I had this conversation, not the first, with several members of my brain health care team who said it’s not normal to read a book in one day, that that’s unusual. Really?! Before my brain injury, I’d take out three of these kinds of books — mystery or Star Trek, mass paperback, usually longer than a Rex Stout book — per week, five if I could get away with it, and read one in a day, about two hours, less for a book like Please Pass the Guilt, more for a PD James mystery. I’d often read a book like this in one go, or maybe I’d take it with me when I went out and read it on the TTC, while waiting, while eating alone, even on the escalator or walking, and it was not usual for me to take longer than a day to finish it. I absolutely know I’m not the only one — one day I saw three women on one escalator, noses in their ebooks or paperbacks. I see more and more men reading trade paperbacks on the subway too.
So I downloaded Please Pass the Guilt from the library onto my Sony Reader and made myself finish reading it in one day.
The best part of reading Please Pass the Guilt was spending time with Archie. Being the narrator, Archie is more present in one’s mind than Nero is. I learnt a few new things about Archie and the running of Nero’s household, and I liked the nuanced change, if temporary, in the relationship between Nero and Inspector Cramer.

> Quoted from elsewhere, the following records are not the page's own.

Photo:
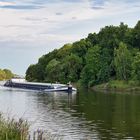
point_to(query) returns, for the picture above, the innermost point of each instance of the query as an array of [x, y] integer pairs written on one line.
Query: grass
[[11, 129], [118, 85]]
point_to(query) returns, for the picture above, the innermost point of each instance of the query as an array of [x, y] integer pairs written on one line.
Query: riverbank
[[118, 86], [11, 129]]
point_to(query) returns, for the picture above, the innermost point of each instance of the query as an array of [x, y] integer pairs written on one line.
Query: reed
[[11, 129]]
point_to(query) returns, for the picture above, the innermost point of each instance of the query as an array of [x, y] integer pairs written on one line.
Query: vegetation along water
[[109, 55]]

The worst part was the act of reading. Because my brain injury harmed my reading ability a great deal — and even though we’ve been focussing treatment on healing the damaged systems involved in reading — it was not easy. First off, reading fatigues me. I had to keep taking breaks to recharge. It reminded me that if such an easy-to-read book as one by Rex Stout saps my energy, then I still have someway to go to be able to read at my old level without needing a nap or three. Then I had a hard time staying engaged — the more tired one is, the harder it is. Plus reading outside naturally means distractions — squirrels, far-off conversations, sounds of an air show. And then there were the usual-for-me-now keeping track of characters, dates (and Rex Stout makes it soooo easy to know what day it is), but at least not plot . . . although the solution made no sense to me. I think my brain must’ve been fried at that point. I shall have to reread it at a slower, broken-up pace so that I can keep up with Archie’s narration and revelation of the motive.

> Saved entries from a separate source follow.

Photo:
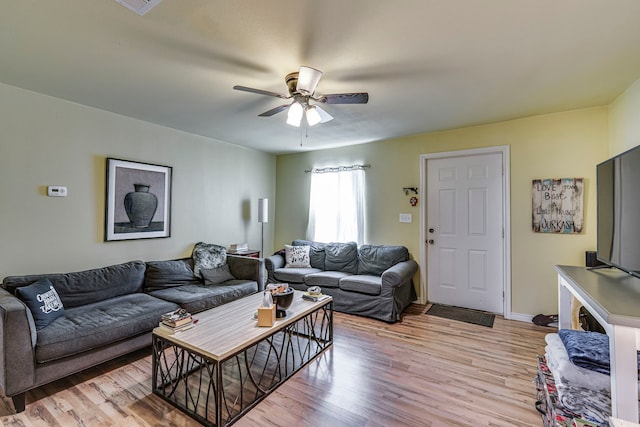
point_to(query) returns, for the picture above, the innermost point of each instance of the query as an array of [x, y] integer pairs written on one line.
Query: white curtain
[[336, 207]]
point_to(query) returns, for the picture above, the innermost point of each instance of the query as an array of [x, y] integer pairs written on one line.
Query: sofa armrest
[[399, 274], [273, 263], [17, 345], [247, 268]]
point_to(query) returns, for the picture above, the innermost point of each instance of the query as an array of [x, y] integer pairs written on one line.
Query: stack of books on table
[[176, 321]]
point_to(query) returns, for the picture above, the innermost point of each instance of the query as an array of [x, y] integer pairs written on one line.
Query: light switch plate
[[405, 218]]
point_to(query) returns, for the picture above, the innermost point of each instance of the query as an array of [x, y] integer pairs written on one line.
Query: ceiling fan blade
[[324, 116], [308, 79], [345, 98], [260, 92], [274, 111]]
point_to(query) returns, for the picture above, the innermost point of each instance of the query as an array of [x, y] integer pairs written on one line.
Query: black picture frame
[[131, 212]]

I timed my reading because I always do in order to track my reading progress. It took me just shy of three hours to read this book (I wonder if reading a mass paperback version would’ve taken me longer or the same time . . .). So about 1.5 times longer than my old normal. Since in the early years after my brain injury, it took me longer than 21 days to read a mystery mass paperback and hardly absorb one word of it and would cause me to incur library fines, hence me stopping borrowing books, that’s pretty good. Wish it was better though. (The year it took me a year to read a short non-fiction book liberally sprinkled with illustrations is the year I stopped reading altogether until I found and began treatment for my brain injury.)
I used to solve mysteries before the end, and always loved to see how quickly I could do it. Now I don’t, before the end or even a few times understand them at the end. I’ve gotten used to that big change, but maybe if I can leap the hurdles of reading a short, easy mystery in one day, I shall set the next goal as solving the mystery before the author reveals it, even if it’s only a sentence before.